Murphy dropped into the chair behind the desk he shared with a detective on another shift. “They didn’t call you to the stand?”

“I sat there all day and they didn’t even finish picking the jury.”

“Couldn’t the assistant DA put you on standby?”

Gaudet shrugged. “He’s some new tight-ass prick, said he needed me there to help with jury selection.”

Murphy looked at the clock on the wall. “What time do you have to be back?”

“He said he wanted me there by nine.”

“So why are you still here?”

“I told him I had to be at the firing range until noon.”

“We’re not going to the range today,” Murphy said. “I can’t even remember the last time we shot.”

“The DA don’t know that.”

“Good point.” Murphy spun around and started thumbing through the stack of pink message slips on the desk.

“How did it go with the surveillance cameras?” Gaudet asked.

Murphy didn’t see any messages he felt like returning. He threw the entire pile in the wastebasket next to his desk. He looked at Gaudet. “I got a bunch of license-plate numbers from one of the courthouse cameras. The other cameras were pretty much a bust. I also got a few tags off of a security camera at a tire shop.”

“Speedy’s?”

“Yeah,” Murphy said. “You know him?”

Gaudet nodded. “I bought some retreads from him once for my nephew’s car. He did some time back in the day, but he’s straight now.”

“I got that impression.”

“So what’s next?”

“Well, while you were wasting time in court-”

“Hey, brother, I’m sorry about that. You know I would have been there if I could.
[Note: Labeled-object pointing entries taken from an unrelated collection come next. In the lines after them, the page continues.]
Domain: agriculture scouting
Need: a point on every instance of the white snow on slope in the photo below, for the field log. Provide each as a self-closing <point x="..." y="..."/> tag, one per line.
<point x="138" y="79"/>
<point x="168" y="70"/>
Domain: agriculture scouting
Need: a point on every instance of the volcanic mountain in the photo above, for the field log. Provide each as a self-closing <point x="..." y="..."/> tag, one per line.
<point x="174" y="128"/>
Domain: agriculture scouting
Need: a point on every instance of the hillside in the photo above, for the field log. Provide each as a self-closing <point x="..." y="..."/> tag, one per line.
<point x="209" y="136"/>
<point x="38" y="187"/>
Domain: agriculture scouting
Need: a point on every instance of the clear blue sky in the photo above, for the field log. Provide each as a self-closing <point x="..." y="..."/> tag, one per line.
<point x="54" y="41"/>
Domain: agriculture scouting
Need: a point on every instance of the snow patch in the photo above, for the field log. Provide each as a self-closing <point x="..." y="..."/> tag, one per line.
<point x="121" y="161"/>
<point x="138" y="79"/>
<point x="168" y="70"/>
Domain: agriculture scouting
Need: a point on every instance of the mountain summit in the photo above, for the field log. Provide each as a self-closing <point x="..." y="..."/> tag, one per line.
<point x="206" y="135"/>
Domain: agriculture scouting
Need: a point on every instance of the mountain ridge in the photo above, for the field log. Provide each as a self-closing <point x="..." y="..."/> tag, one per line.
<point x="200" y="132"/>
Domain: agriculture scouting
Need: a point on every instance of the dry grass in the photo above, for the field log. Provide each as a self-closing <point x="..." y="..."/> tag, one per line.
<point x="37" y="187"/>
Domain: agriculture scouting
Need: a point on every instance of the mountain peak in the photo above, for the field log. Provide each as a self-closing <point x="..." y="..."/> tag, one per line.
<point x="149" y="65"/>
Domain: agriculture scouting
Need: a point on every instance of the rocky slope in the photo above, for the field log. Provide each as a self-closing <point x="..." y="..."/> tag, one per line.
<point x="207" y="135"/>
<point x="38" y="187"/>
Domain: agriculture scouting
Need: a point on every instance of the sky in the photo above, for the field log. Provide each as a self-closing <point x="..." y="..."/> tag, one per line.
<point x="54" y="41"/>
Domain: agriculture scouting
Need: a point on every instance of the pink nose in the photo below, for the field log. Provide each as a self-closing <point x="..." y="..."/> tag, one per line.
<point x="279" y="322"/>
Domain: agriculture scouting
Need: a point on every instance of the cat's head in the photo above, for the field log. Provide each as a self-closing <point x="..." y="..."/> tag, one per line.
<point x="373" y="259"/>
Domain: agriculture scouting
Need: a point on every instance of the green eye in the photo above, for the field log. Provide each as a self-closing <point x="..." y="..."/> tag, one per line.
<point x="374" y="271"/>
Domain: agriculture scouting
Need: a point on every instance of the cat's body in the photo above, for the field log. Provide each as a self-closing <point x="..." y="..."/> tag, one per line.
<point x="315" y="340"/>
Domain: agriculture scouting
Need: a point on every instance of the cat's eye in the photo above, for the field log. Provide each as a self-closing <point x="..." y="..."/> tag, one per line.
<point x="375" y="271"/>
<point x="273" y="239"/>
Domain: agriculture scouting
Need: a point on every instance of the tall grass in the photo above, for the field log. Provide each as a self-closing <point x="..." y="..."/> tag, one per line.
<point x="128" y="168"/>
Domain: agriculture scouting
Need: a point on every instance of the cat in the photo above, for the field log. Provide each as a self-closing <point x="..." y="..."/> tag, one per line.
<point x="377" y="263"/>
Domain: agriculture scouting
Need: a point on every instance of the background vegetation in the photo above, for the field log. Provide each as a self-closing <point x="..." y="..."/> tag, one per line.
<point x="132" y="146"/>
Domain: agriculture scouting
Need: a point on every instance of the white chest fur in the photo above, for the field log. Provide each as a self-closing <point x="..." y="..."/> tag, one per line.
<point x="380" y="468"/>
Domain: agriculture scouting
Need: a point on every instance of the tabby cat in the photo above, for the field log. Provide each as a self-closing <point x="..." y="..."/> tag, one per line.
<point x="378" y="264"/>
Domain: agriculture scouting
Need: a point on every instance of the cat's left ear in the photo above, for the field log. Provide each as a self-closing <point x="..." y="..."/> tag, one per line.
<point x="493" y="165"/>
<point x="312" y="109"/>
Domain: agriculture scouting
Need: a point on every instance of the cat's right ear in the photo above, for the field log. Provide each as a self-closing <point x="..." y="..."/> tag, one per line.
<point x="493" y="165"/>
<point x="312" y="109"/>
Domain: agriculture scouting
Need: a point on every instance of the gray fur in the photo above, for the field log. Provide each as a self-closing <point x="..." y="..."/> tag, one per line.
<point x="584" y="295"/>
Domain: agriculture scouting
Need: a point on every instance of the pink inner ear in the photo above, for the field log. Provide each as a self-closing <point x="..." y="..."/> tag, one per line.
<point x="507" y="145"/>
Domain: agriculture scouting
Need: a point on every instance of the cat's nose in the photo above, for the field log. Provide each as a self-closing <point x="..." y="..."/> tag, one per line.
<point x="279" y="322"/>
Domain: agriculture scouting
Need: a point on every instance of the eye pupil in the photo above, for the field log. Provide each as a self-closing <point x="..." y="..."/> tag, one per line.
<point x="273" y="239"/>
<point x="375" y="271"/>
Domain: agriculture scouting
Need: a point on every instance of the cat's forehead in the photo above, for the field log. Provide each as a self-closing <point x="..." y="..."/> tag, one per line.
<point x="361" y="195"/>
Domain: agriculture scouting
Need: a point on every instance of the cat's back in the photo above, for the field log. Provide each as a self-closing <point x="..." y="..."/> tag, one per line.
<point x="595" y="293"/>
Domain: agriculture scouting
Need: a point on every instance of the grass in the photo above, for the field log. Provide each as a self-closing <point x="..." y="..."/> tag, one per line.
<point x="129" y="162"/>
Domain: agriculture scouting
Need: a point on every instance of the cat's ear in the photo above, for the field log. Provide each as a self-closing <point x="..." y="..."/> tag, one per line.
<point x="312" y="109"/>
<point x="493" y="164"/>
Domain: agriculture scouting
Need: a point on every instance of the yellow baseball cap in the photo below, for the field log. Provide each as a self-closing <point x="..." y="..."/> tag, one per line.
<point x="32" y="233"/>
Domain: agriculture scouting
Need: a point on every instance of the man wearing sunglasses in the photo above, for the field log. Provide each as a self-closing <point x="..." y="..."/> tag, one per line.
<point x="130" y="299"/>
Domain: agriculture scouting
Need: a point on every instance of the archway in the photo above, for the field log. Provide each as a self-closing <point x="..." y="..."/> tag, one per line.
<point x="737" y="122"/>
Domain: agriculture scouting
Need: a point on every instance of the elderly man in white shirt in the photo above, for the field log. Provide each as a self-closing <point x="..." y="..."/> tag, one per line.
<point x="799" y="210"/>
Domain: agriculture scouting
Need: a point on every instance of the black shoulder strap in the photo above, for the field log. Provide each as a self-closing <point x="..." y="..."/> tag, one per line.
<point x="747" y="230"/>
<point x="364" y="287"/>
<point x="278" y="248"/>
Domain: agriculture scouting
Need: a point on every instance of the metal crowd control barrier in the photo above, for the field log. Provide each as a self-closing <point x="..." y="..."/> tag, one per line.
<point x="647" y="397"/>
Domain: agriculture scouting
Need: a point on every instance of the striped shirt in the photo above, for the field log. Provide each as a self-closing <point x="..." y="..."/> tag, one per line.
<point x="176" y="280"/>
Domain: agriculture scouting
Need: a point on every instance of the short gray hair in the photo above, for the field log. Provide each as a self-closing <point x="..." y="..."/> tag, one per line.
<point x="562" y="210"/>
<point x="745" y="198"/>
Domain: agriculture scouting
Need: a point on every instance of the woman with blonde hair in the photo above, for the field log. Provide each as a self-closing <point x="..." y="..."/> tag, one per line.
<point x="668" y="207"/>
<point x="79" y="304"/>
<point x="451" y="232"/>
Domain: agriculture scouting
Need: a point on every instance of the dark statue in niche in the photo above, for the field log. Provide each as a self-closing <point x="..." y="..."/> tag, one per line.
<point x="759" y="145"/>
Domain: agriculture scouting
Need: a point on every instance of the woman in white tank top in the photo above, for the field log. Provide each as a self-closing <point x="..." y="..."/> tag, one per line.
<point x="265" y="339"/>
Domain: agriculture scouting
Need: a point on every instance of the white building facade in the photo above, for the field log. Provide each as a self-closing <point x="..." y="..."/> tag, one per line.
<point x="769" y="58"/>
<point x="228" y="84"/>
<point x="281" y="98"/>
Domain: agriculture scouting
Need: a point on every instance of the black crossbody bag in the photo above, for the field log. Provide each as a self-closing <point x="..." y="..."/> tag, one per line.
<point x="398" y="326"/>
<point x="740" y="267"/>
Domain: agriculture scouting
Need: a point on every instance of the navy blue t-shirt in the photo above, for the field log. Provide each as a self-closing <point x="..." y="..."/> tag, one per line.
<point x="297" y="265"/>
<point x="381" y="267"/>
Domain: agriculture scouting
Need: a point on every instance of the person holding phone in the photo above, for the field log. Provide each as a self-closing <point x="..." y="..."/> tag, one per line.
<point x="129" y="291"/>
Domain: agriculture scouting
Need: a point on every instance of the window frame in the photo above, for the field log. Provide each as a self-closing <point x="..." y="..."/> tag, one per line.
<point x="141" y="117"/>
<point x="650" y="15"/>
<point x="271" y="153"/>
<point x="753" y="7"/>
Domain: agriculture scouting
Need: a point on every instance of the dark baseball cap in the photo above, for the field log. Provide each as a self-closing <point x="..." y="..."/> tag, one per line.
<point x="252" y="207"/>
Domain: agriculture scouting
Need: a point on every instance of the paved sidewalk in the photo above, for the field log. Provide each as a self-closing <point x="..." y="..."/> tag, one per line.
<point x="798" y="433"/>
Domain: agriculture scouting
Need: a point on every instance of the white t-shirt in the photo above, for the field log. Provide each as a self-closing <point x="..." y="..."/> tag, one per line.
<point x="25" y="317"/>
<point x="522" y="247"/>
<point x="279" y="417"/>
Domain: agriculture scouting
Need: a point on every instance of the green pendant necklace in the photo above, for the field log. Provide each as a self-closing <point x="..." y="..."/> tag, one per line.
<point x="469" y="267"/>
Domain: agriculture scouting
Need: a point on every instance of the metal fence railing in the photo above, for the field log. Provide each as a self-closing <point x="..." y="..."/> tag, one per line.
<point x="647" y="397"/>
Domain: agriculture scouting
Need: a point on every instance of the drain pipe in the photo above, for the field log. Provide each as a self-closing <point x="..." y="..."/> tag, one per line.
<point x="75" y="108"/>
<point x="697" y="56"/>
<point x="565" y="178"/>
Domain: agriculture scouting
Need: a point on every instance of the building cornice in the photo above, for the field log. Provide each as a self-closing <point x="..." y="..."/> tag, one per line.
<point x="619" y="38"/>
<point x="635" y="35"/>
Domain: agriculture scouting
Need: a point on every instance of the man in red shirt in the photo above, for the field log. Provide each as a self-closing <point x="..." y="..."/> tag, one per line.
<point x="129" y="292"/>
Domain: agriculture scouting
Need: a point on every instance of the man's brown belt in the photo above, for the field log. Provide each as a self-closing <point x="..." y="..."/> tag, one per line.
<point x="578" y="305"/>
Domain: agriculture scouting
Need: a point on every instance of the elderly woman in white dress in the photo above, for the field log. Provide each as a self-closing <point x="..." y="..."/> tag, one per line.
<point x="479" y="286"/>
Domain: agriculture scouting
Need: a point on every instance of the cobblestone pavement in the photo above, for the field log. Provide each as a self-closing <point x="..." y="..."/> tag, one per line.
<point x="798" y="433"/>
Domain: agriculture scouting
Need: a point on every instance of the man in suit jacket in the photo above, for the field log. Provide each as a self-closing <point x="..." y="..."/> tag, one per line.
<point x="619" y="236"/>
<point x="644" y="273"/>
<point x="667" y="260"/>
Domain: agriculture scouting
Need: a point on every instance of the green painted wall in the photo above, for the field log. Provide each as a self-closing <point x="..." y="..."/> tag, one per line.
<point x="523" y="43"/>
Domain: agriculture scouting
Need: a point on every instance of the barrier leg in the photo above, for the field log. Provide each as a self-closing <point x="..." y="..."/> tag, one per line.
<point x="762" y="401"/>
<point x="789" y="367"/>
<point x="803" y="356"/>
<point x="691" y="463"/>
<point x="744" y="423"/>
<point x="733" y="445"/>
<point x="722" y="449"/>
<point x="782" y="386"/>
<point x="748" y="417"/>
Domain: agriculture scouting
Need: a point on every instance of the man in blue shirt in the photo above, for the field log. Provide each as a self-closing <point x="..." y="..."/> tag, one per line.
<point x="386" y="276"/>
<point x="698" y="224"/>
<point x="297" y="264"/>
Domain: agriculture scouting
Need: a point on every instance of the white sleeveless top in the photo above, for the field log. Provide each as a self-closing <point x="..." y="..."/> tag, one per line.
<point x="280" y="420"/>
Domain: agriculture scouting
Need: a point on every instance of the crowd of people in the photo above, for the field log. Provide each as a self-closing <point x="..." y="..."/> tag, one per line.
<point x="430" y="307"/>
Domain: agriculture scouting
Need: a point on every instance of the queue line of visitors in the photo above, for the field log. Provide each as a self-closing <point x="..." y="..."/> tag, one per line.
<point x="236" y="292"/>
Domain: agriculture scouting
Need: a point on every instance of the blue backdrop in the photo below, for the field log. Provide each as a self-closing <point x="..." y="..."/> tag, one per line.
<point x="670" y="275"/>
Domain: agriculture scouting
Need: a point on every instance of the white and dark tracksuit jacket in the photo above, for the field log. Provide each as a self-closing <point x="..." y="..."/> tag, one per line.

I love walking around in the hot sun for hours on end, sweating my balls off.”

“You probably didn’t even have court. I didn’t get a subpoena.”

“It’s an old case,” Gaudet said. “From back when you were off the job, drinking heavily and trysting with barmaids.”

“Did you say trysting?”

“Damn right, I did. What of it?”

“Do you even know what a tryst is?”

“I used the word correctly, didn’t I,” Gaudet said, his voice loaded with feigned indignation. “Just because I’m black and went to Delgado instead of Notre Dame, don’t mean I’m not ed-u-cated.”

“I only went to Notre Dame for a year.”

“Then you went to Loyola.”

“Yeah, for another year.”

“Still, you’re a white boy and you went to two fancy schools. It’s not my fault you weren’t smart enough to graduate from either one.”